A windshield that dislodges from the body of the vehicle will not provide the necessary support for the passenger compartment, nor allow the airbag to work properly.

The windshield is a major structural component of an automobile that must meet Federal crash and rollover standards. FMVSS 

Types of Auto Glass

Tempered Glass

Tempered glass is a single layer of glass that is heat treated to increase impact resistance. It is heated to around 1100 Degrees (F) then rapidly cooled. It is made to size and shape, as it cannot be cut after manufacture.

Laminated Glass

Laminated glass consists of two panes of glass permanently bonded together with a tough interlayer of plastic under heat and pressure into a single piece.

Windshields are made up of two layers of tempered Glass and a central layer of Plastic. These are laminated together to form a visual and Structural unit in your car.

Tints and Colors

Tinting is done by adding metallic ingredients to the glass mixture during manufacturing. Depending on the ingredients used, the color and performance properties will be different. Tinted glass in vehicles are called variously, Solar, Privacy, and Shaded.

Safety

Safety Standards

All vehicles sold in the United States must meet or exceed the following Federal Motor Vehicle Safety Standards

Passenger Airbag Deployment 
[FMVSS 49 CFR 571.208]
The airbag bounces off the windshield to absorb the initial deployment. This may shatter the windshield but as long as the windshield stays in place it is still serving its intended purpose.

Structural Strength 
[FMVSS 49 CFR 571.216]
In an accident in which the vehicle rolls over, the strength of the front of the passenger compartment depends primarily upon the windshield. As much as 60% of roof strength is lost if the glass separates from the vehicle body resulting in a crushed roof.

Containment 
[FMVSS 49 CFR 571.219]
If you are in a crash, it is important that debris from outside the vehicle not enter the passenger compartment and that passengers be kept inside the vehicle.

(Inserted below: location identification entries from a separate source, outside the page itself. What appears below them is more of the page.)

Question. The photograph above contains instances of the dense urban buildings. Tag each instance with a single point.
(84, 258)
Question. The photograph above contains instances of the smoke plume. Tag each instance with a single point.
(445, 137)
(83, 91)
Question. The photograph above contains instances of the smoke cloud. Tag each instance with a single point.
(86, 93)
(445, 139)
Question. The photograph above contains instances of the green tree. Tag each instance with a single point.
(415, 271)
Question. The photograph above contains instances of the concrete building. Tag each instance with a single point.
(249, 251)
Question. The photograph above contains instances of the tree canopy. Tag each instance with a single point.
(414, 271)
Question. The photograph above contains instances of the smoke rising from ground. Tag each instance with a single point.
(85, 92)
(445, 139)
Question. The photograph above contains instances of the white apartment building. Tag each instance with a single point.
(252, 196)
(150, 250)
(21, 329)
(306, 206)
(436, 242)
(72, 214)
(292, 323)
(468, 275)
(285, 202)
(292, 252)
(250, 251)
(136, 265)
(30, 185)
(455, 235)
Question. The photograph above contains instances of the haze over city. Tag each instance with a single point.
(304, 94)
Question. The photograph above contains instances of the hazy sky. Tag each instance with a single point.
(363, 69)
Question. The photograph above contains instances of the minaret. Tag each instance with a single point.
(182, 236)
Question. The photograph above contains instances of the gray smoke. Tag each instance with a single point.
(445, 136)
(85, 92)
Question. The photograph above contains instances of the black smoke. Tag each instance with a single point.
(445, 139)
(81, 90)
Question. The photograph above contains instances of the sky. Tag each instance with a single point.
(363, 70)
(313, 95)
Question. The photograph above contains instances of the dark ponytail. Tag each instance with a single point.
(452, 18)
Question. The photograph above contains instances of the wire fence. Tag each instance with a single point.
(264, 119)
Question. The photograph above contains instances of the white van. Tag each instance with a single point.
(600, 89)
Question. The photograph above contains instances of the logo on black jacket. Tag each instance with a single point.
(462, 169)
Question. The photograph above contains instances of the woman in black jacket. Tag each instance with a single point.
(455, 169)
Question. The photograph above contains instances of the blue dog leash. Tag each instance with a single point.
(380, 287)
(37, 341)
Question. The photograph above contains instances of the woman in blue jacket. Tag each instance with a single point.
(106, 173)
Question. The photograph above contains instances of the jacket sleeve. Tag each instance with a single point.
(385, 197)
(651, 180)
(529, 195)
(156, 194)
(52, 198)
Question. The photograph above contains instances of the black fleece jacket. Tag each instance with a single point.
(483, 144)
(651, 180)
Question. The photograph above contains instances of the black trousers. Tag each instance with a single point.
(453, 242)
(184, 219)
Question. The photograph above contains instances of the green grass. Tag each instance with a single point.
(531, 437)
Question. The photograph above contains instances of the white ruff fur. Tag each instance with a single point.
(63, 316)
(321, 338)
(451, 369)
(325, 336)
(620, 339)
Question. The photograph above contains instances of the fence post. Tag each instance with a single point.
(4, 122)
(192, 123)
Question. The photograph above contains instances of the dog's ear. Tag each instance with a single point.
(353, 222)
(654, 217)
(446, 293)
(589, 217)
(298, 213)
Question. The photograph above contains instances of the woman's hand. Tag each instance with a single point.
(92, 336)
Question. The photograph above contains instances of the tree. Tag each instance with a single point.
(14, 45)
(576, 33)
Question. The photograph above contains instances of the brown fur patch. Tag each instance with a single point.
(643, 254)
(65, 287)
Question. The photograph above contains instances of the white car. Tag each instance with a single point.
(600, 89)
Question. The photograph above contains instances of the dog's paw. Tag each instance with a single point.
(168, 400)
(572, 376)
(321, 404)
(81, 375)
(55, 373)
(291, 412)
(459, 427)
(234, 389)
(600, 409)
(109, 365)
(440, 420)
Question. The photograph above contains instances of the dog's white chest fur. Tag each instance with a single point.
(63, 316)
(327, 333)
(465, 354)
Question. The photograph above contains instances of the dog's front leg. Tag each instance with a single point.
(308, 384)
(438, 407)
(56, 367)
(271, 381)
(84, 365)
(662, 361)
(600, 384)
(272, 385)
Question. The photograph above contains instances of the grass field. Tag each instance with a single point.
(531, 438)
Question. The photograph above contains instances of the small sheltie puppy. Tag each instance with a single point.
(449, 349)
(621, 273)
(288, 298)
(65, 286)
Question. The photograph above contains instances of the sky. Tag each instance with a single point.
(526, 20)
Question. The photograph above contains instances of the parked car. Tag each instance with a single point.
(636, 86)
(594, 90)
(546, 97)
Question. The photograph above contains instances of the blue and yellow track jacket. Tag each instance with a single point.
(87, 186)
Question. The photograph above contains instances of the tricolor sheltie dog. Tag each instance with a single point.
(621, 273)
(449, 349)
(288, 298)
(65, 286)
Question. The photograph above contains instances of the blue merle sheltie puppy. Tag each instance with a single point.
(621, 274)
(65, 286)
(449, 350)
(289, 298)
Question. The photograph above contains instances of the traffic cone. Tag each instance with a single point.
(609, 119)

Older cars 1960's had windshields in rubber gaskets to hold them in place

Glossary

Adhesives 
Compounds that are used to bond together different materials by surface attachment.

Bulletproof Glass
is actually plastic of varying densities and construction.

Encapsulated
Has the exterior molding applied to the glass and is bolted thru the body from the inside.

Fixed
Usually glued into the body and covered with trim on the outside of the body.

 FMVSS
Federal Motor Vehicle Safety Standards

OEM
Original Equipment Manufacturer. This means that the glass meets the original specifications for safety and quality as the glass that it came with from the factory.

Privacy
Privacy Glass comes in a wide range of colors, depending on manufacturer and vehicle.

Shaded
Shading refers to the dark color band on the top of most windshields.